A 15-year-old woman with a history of recurrent episodes of meningococcal infections was admitted to our hospital with signs and symptoms indicating a meningeal inflammation. Since in the last few years some of the patients affected by recurrent meningococcal infections have been recognized to have selective complement deficiencies, the patient's serum was studied for determining the complement function. C8 was found to be present only in traces, with a pattern of partial identity as compared with that of the normal human serum. Moreover, total hemolytic complement was undetectable and could be completely restored with purified C8, but not with other complement components; thus, we concluded for the presence of a C8 deficiency state. Further reconstitution experiments carried out with sera having selective deficiencies of either C8 beta or C8 alpha-gamma subunits allowed us to recognize the presence of a dysfunctional C8 molecule lacking the beta chain, but possessing the alpha-gamma subunit. The clinical history of the patient, characterized by recurrent meningococcal infections, further supports the current concept of an increased susceptibility of the C8 beta-deficient patients to Neisseria meningitidis infections.

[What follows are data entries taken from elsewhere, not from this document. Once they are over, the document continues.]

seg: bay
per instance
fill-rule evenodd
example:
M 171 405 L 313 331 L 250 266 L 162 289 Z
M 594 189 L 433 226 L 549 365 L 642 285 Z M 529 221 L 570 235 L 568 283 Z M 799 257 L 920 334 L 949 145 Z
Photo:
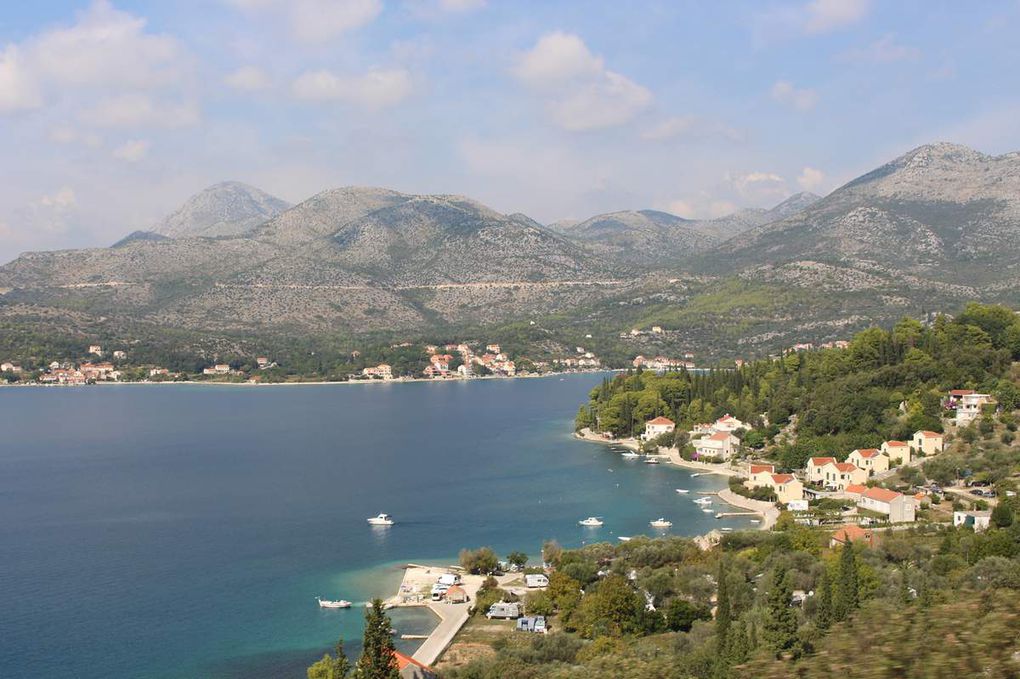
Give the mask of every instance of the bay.
M 746 526 L 692 502 L 720 479 L 571 436 L 602 377 L 0 389 L 0 676 L 303 677 L 361 634 L 314 597 L 388 596 L 408 561 Z

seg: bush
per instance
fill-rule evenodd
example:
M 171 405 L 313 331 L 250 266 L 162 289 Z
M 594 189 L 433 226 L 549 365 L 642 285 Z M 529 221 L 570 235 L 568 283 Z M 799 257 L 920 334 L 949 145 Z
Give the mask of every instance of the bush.
M 528 615 L 552 615 L 555 611 L 552 597 L 545 592 L 528 592 L 524 597 L 524 611 Z

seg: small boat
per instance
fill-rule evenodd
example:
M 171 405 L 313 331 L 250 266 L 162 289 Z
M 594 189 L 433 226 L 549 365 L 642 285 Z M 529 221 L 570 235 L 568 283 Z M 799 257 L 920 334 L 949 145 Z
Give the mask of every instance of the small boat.
M 351 607 L 351 602 L 350 601 L 346 601 L 345 599 L 340 599 L 339 601 L 331 601 L 330 599 L 321 599 L 319 597 L 315 597 L 315 600 L 319 602 L 319 608 L 350 608 Z
M 715 510 L 714 509 L 710 509 L 708 507 L 703 507 L 701 511 L 705 512 L 706 514 L 711 514 Z
M 652 528 L 669 528 L 673 525 L 673 522 L 666 521 L 666 519 L 660 516 L 655 521 L 649 521 L 648 525 L 651 526 Z
M 373 516 L 371 519 L 368 519 L 368 522 L 373 526 L 392 526 L 393 517 L 389 514 L 380 514 L 379 516 Z
M 659 464 L 659 458 L 650 457 L 647 460 L 645 460 L 645 464 Z
M 751 519 L 751 523 L 761 523 L 759 519 Z
M 630 537 L 627 536 L 627 535 L 620 535 L 616 539 L 619 540 L 620 542 L 629 542 L 630 541 Z
M 637 453 L 635 453 L 633 450 L 628 450 L 621 457 L 623 457 L 623 459 L 625 459 L 625 460 L 636 460 L 637 458 L 639 458 L 641 456 L 638 455 Z
M 686 488 L 677 488 L 676 492 L 680 493 L 681 495 L 687 495 L 687 493 L 691 491 L 687 490 Z
M 597 527 L 602 525 L 602 519 L 597 516 L 589 516 L 587 519 L 582 519 L 577 522 L 581 526 L 592 526 Z
M 705 475 L 705 474 L 707 474 L 707 473 L 708 473 L 708 472 L 698 472 L 698 473 L 696 473 L 696 474 L 691 474 L 691 478 L 692 478 L 692 479 L 695 479 L 695 478 L 697 478 L 697 477 L 699 477 L 699 476 L 704 476 L 704 475 Z
M 732 529 L 732 528 L 731 528 L 730 526 L 723 526 L 723 527 L 722 527 L 722 528 L 720 528 L 719 530 L 721 530 L 721 531 L 722 531 L 722 532 L 724 532 L 724 533 L 729 533 L 729 532 L 730 532 L 731 530 L 733 530 L 733 529 Z
M 699 497 L 694 501 L 696 505 L 710 505 L 712 504 L 712 498 L 710 497 Z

一名有复发性脑膜炎球菌感染病史的15岁女性因出现提示脑膜炎症的体征和症状入住我院。由于在过去几年中,一些受复发性脑膜炎球菌感染影响的患者被发现存在选择性补体缺陷,因此对该患者的血清进行了研究以确定补体功能。发现C8仅微量存在,与正常人血清相比呈现部分相同的模式。此外,总溶血补体无法检测到,用纯化的C8可使其完全恢复,但用其他补体成分则不能;因此,我们得出存在C8缺陷状态的结论。用选择性缺乏C8β或C8α-γ亚基的血清进行的进一步重组实验使我们认识到存在一种缺乏β链但具有α-γ亚基的功能失调的C8分子。该患者以复发性脑膜炎球菌感染为特征的临床病史进一步支持了目前关于C8β缺陷患者对脑膜炎奈瑟菌感染易感性增加的概念。